- Thread & Method level tracing from within the app engine (JVM or .NET) from Introscope Agent
- Easy isolation of business transaction defects from CEM
- Fantastic delineation & TCP analysis from ADA
Introscope was our first modern APM tool, and the application deep dive capability gave us visibility into behaviours of requests from within the app engine & code. CEM was the first Business Transaction monitor that could report response times for every data hop. ADA reports TCP statistics that are app specific but still match command line output NW Engineers expect, and the tool revitalized a difficult relationship between app monitoring teams and Network support experts.
The main improvement areas for all three tools in CA APM are licensing, licensing and support. CA APM Introscope agents are licensed by CPU count which is fine for 1995, but in 2016 CPU is a less applicable measure for modern virtual and cloud hosting environments – not to mention MF IFLs used instead of CPU for zLinux.
CA APM licensing for CEM is tied to Agent licenses, and this prevented my team from leveraging it separately for broader benefit. The rationale from CA was that CEM was most valuable when integrated with Introscope, which is true. However, CEM has value on its own and could have justified additional spend on agents if we were allowed to configure it to capacity and use it broadly even where no agents were deployed.

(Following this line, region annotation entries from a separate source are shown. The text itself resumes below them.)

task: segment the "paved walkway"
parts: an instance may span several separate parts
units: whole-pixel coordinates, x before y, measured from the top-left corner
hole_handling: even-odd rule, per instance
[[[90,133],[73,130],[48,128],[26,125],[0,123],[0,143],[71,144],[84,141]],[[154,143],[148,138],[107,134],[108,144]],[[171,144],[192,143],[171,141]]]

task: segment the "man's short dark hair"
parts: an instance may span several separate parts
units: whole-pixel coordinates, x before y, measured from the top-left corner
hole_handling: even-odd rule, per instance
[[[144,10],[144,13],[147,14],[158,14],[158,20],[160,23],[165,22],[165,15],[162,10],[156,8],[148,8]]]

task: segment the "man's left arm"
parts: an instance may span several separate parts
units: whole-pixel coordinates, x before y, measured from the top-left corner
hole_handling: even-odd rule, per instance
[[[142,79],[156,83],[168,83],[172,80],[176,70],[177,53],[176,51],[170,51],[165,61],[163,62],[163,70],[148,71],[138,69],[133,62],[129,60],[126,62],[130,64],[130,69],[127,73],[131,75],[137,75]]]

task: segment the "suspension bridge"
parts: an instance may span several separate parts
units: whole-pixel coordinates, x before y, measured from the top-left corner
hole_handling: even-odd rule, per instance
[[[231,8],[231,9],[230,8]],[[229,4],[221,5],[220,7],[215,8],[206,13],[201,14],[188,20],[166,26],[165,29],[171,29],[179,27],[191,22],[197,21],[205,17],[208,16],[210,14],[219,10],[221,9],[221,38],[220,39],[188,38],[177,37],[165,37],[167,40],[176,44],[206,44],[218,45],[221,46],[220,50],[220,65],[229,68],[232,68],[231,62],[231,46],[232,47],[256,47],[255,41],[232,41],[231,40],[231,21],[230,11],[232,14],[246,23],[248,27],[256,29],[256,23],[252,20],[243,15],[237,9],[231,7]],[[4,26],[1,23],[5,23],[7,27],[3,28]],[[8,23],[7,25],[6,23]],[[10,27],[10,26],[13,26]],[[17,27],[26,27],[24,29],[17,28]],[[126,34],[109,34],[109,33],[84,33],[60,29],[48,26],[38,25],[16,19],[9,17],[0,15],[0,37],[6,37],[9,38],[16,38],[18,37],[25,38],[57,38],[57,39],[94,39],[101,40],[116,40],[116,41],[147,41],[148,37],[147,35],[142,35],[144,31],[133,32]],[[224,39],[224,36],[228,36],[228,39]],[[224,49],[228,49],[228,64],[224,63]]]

ADA is not truly integrated with CA APM suite, and there should be both real-time data feeding from Collectors into APM consoles (not CAPC) & historical data from all APM tools in a single reporting repository (not separate DBs).
Go ahead and buy CA Professional Services, but expect CA to continue asking for additional purchases to deliver on committed APM functionality. Their APM solution is already one of the most expensive, and the extra spend should give you enough weight to get what you've paid for - support without hidden price tags.